Sagar R. Shah1,2, Alfredo Quinones-Hinojosa1, Shuli Xia3,4* 
1Department of Neurologic Surgery, Mayo Clinic, Jacksonville, FL, USA
2Department of Biomedical Engineering, Johns Hopkins School of Medicine, Baltimore, MD, USA
3 Hugo W. Moser Research Institute at Kennedy Krieger, Baltimore, MD, USA
4 Department of Neurology, Johns Hopkins School of Medicine, Baltimore, MD, USA  
*Corresponding author: Shuli Xia, Hugo W. Moser Research Institute at Kennedy Krieger, Department of Neurology, Johns Hopkins School of Medicine, Baltimore, MD, 21205, USA. Tel: +14439239498; Email: 
Received Date: 20 September, 2018; Accepted Date: 26 September, 2018; Published Date: 03 October, 2018

Citation: Shah SR, Quinones-Hinojosa A, Xia S (2018) Advances in Brain Cancer: Creating Monoallelic Single Point Mutation in IDH1 by Single Base Editing.

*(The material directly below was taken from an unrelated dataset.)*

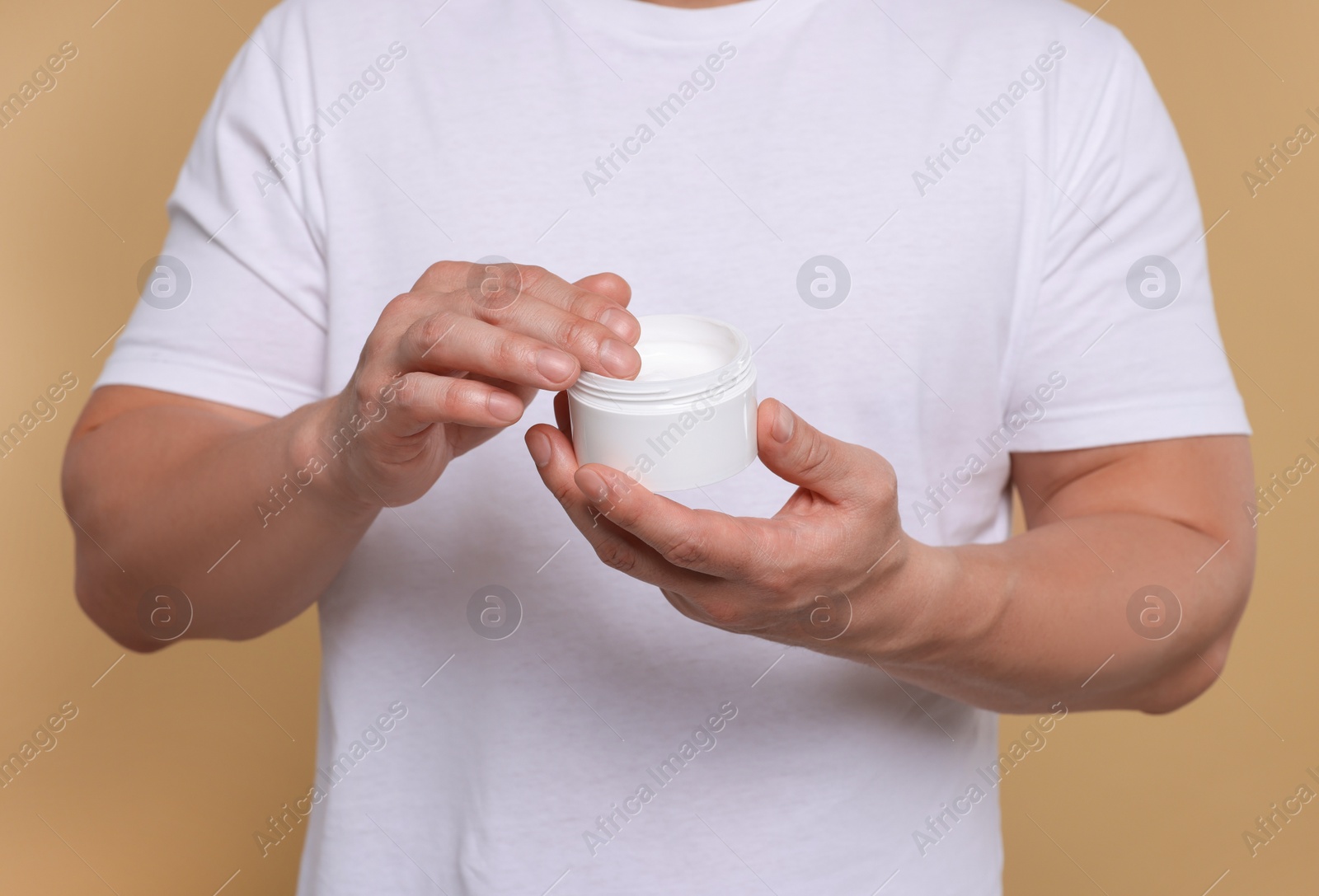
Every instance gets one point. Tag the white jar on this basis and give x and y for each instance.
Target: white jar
(688, 420)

J Oncol Res Ther: JONT-166DOI: 10.29011/2574-710X. 000066 

1.                   Abstract
Mutations in the Isocitrate Dehydrogenase 1 (IDH1) gene occur in 70% of grade II and grade III gliomas, 10% of acute myeloid leukemia, as well as cholangiocarcinomas, melanomas, and chondrosarcomas. Numerous mechanisms have been proposed to illustrate the biological function of mutant IDH1. Most functional studies of mutant IDH1 have been conducted in exogenous overexpression systems with the IDH1 wild type background. This mini-review comments on recent publication by Wei et al, in which a highly efficient “single base editing” approach was employed to generate monoallelic IDH1 R132H mutation without the induction of a double strand break in the IDH1 gene. 

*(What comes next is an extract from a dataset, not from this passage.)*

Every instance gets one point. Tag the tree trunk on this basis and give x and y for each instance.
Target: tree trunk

2.                   Keywords: Glioma; Heterozygous IDH1 R132H Mutation; Single Base Editing; Yes-Associated Protein (YAP) 

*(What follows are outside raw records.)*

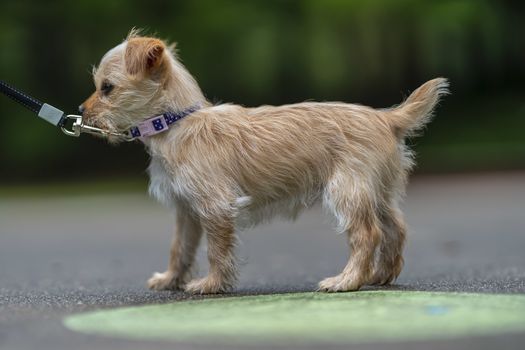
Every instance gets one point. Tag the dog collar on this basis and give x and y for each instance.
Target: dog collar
(159, 123)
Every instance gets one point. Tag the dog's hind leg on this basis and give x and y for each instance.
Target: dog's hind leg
(188, 233)
(389, 259)
(350, 201)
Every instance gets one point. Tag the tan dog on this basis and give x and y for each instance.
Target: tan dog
(225, 166)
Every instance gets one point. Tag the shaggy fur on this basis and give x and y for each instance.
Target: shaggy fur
(228, 166)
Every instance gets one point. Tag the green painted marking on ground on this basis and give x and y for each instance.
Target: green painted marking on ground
(312, 318)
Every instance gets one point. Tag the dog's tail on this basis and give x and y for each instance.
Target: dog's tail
(413, 114)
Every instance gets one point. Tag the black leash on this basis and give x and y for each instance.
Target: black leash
(70, 124)
(45, 111)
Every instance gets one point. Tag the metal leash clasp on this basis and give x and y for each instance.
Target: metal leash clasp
(78, 127)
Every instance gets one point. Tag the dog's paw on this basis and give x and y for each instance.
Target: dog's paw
(339, 283)
(206, 285)
(163, 281)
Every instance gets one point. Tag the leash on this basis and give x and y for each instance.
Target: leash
(70, 124)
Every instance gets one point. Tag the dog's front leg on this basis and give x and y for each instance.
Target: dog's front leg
(221, 243)
(188, 233)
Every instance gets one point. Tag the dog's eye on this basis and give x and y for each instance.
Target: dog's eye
(106, 88)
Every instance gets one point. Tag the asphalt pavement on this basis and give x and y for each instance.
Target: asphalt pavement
(67, 254)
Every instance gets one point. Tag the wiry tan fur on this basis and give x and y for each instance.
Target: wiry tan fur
(228, 166)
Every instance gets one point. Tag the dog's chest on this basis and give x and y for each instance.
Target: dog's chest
(161, 182)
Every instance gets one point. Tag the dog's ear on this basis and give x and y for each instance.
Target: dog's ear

3.                   Introduction 
Gliomas are the most prevalent type of tumors of the central nervous systems, accounting for up to 30% of all primary lesions and nearly 80% of all malignant forms [1,2]. Given their anatomical localization and locally infiltrative nature, these tumors are associated with high morbidity and mortality. Despite radical surgical resection coupled with chemo- and radiotherapy, these tumors often recur, leading to a dismal overall prognosis. With an approximate incident rate of 6.6 per 100,000 individuals annually in the USA, these malignancies result in a majority of deaths from primary brain tumors. Historically, gliomas have been classified based on their histological features and graded by their degree of anaplasia according to WHO criteria, serving as a “gold standard” for decades. However, in the case of low grade gliomas and particularly diffusely infiltrative gliomas, these methods are subject to intra observer variability. Thus, with the advent of molecular profiling, these tumors have now been further interrogated to identify diagnostically relevant alterations, including genomic, transcriptomic, and epigenetic variants, complementing the histological-based classification system [3-5]. 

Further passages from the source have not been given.